Following our Initial Public Offering (including the partial exercise of the over-allotment option), and Private Placement, a total of $275,100,000 was placed in the Trust Account. We incurred $15,636,971 in transaction costs, including $5,502,00 of underwriting commissions, $9,628,500 of deferred underwriting commissions and $506,471 of other costs.
On September 26, 2023, the Company issued an unsecured promissory note (the “Note”) in the principal amount of up to $750,000 to the Sponsor, which may be drawn down from time to time prior to the Maturity Date (defined below) upon request by the Company. The Note does not bear interest and the principal balance will be payable on the date on which the Company consummates its initial business combination (such date, the “Maturity Date”). There was no balance outstanding as of September 30, 2023.
For the nine months ended September 30, 2023, cash used in operating activities was $1,822,474. Net income of $2,102,662 was affected by interest income from the trust of $3,592,629 and change in fair value of derivative warrant liabilities of $742,490 and changes in operating assets and liabilities, which provided 409,983 of cash from operating activities.

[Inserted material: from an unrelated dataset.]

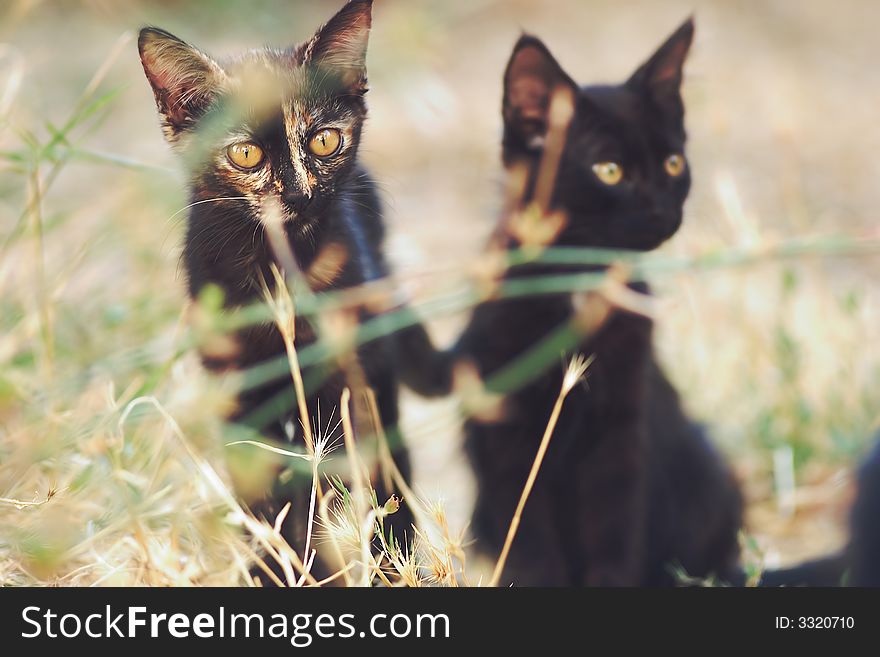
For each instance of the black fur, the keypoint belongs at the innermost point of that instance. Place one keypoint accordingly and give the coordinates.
(630, 487)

For the nine months ended September 30, 2022, cash used in operating activities was $523,286. Net income of $9,328,583 was affected by interest income on trust of $1,550,032 and changes in fair value of warrant liability of $9,215,530. Changes in operating assets and liabilities provided $913,693 of cash for operating activities.
As of September 30, 2023, we had cash and marketable securities held in the Trust Account of $11,361,021. We intend to use substantially all of the funds held in the Trust Account, including any amounts representing interest earned on the Trust Account (less deferred underwriting commissions and income taxes payable), to complete our initial Business Combination. To the extent that our capital stock or debt is used, in whole or in part, as consideration to complete our initial Business Combination, the remaining proceeds held in the Trust Account will be used as working capital to finance the operations of the target business or businesses, make other acquisitions and pursue our growth strategies.
As of September 30, 2023, we had cash held outside of the Trust Account of $14,422. We intend to use the funds held outside of the Trust Account primarily to identify and evaluate target businesses, perform business due diligence on prospective target businesses, travel to and from the offices, plants or similar locations of prospective target businesses or their representatives or owners, review corporate documents and material agreements of prospective target businesses, and structure, negotiate and complete a Business Combination.
In order to fund working capital deficiencies or finance transaction costs in connection with a Business Combination, the Sponsor or an affiliate of the Sponsor, or certain of our officers and directors will loan us funds as may be required (“Working Capital Loans”). If we complete our Business Combination, we expect to repay any Working Capital Loans out of the proceeds of the Trust Account released to us. Otherwise, the Working Capital Loans may be repaid only out of funds held outside the Trust Account. Up to $1,500,000 of Working Capital Loans may be convertible into warrants at a price of $1.00 per warrant at the option of the lender. The warrants would be identical to the private placement warrants, including as to exercise price, exercisability and exercise period. The terms of the Working Capital Loans have not been determined and no written agreements exist with respect to such Working Capital Loans. As of September 30, 2023, there were no amounts outstanding under any Working Capital Loans.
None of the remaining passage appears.